In September, the Museo Reina Sofia in Madrid announced that it is lifting its 30-year ban on visitors photographing Pablo Picasso's masterpiece "Guernica." Which sparked a brief flicker of envy in me — I was there a year ago, and of course itched to capture Picasso's stark images of the horror of the first aerial terror bombing of a civilian population. I figured the scenes could be useful someday. Never realizing just how soon or just how awfully apt.
Before the artwork, I was tempted to flout the rules, and take a picture anyway. But it was their painting, their museum, their country, their history, their grief. I was a guest, and so tried to be respectful and behave. No pictures.
And you know what? Freed of the distraction of trying to capture a photo of the painting, which is 25 feet across, I was able to just look at it.

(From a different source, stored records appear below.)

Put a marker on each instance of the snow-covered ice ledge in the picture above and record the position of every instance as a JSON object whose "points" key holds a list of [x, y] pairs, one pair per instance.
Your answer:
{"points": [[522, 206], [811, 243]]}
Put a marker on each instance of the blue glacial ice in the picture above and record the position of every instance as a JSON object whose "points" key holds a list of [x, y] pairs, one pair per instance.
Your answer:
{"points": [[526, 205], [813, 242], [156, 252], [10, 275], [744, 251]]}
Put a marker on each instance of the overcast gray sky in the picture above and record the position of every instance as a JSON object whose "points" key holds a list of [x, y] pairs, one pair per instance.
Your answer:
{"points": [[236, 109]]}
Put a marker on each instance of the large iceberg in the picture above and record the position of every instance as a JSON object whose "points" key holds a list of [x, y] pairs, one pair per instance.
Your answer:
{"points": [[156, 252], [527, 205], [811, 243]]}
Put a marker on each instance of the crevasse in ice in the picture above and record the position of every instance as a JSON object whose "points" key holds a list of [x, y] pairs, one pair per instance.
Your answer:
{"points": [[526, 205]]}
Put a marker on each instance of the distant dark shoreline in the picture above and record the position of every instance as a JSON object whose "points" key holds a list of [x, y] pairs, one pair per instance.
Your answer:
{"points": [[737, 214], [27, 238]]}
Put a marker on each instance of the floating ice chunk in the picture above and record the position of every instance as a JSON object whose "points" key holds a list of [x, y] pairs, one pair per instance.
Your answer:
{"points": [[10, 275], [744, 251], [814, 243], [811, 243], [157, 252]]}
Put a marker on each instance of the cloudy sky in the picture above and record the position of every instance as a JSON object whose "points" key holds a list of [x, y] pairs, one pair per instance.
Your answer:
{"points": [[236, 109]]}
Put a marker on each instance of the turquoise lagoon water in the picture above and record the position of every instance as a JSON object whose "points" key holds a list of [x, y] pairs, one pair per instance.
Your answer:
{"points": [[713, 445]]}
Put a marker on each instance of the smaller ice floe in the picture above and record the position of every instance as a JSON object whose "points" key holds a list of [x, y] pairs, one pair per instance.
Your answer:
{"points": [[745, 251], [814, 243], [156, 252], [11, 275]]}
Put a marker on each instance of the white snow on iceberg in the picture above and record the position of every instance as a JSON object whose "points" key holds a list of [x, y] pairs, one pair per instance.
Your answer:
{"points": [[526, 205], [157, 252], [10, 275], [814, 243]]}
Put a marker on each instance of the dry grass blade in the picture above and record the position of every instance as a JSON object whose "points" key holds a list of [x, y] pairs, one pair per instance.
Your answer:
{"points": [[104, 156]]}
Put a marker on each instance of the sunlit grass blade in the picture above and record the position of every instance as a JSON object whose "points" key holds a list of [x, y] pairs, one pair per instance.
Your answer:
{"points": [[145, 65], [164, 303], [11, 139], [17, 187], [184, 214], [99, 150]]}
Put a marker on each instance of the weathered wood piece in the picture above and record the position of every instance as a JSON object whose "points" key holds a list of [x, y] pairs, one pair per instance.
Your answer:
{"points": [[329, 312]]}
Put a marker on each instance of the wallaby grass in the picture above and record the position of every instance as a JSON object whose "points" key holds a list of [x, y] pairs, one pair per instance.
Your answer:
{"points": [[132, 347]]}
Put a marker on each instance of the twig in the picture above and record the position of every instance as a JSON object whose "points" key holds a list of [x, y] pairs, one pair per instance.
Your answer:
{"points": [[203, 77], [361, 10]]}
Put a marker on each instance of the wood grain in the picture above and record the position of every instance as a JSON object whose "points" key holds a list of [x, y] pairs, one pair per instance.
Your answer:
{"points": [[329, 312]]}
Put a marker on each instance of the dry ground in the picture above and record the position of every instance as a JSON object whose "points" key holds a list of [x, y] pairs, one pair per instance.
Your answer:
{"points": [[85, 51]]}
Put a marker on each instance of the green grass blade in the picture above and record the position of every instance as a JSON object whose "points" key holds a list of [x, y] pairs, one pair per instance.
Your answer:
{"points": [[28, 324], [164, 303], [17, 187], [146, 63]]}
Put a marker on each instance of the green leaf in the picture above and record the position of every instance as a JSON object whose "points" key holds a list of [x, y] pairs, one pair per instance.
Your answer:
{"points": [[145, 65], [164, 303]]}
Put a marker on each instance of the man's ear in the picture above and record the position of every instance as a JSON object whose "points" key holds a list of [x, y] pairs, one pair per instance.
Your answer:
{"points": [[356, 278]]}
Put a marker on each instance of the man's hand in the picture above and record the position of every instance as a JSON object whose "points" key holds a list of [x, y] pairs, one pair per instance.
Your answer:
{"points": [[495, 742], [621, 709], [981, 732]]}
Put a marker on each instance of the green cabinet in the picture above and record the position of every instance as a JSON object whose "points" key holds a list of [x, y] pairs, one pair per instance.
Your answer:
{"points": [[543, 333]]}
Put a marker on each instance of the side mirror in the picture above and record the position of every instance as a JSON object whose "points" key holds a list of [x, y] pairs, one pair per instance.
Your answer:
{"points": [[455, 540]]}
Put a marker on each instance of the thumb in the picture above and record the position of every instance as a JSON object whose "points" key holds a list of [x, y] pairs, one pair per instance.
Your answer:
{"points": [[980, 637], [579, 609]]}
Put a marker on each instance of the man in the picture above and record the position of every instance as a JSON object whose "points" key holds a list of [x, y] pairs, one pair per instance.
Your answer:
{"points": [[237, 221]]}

Able to look at it and shed tears. It was an overwhelming moment. Thinking of the people and the horses and the bull, all broken and shrieking, the mother wailing with the dead baby in her arms and the alarms at night. Picasso had a commission to paint something to display to bring attention the cause of the Republicans — a motley of socialists and communists and anarchists, fighting Franco and his Nationalists, who had the Nazis and their Luftwaffe on their side. But Picasso was stymied until the bombing on April 27, 1937. Horror has a way of squeezing out those creative juices. He created an enormous canvas, 11 feet tall, using black and white matte house paint. This, I thought, this is what cubism was made for. I was never a particular fan of either Picasso or his style. But this redeems both, conveying such as stark and fractured chaos, the suffering and death.
The painting was shown in Paris — which surrendered too quickly to be bombed — then spirited to the United States, and placed at the Museum of Modern Art. Picasso, and later his estate, would not allow "Guernica" to return to Spain until the fascists were gone, and it did not get there until 1981.
I thought of "Guernica" of course as Israel started to pound Gaza, the shocking human toll of destruction from above. A horror that they obviously find necessary to inflict, but that no feeling human being can welcome. Something no feeling human can do anything but mourn. Most of the 1,600 dead at Guernica were women and children — the men were off fighting — and there is little question that the attack on Gaza will mostly slaughter innocents as well.
Whose fault is it? All the furious finger pointing misses, to me, the essential, obvious truth: it's everybody's fault. The two parties involved. How could it be anything else? The Palestinians for holding out for the impossible — to return to Israel and find the Jews vanished and their great-grandparents magically alive again, tending to their olive groves. Not to forget for supporting Hamas, a terrorist group dedicated to Israel’s destruction, which started the present cycle of mayhem and death. And the Israelis for their out-of-sight, out-of-mind approach, for decades, packing Palestinians into their ghetto, nibbling away parcels of land for another settlement. A role so inverted, such a parody of the treatment of Jews over a thousand years, it almost makes me believe in a God, a devious, malicious deity, crafting the ultimate contrapasso punishment for Jewish pride, pressing us into the role of the oppressor. Left unsolved, the problem festers and grows, as both sides saw away at the same old failed tactics.
"For they sow the wind," the Bible says, in Hosea. “And they shall reap the whirlwind."
After I posted a photo of the painting — not taken by me — on the cover of my Facebook page, as a sort of indication of general feeling, one reader shared this story, probably too neat to be true: A German officer sees a photo of "Guernica" in Picasso's studio. "Did you do this?" he asks. "No," Picasso replies. "You did."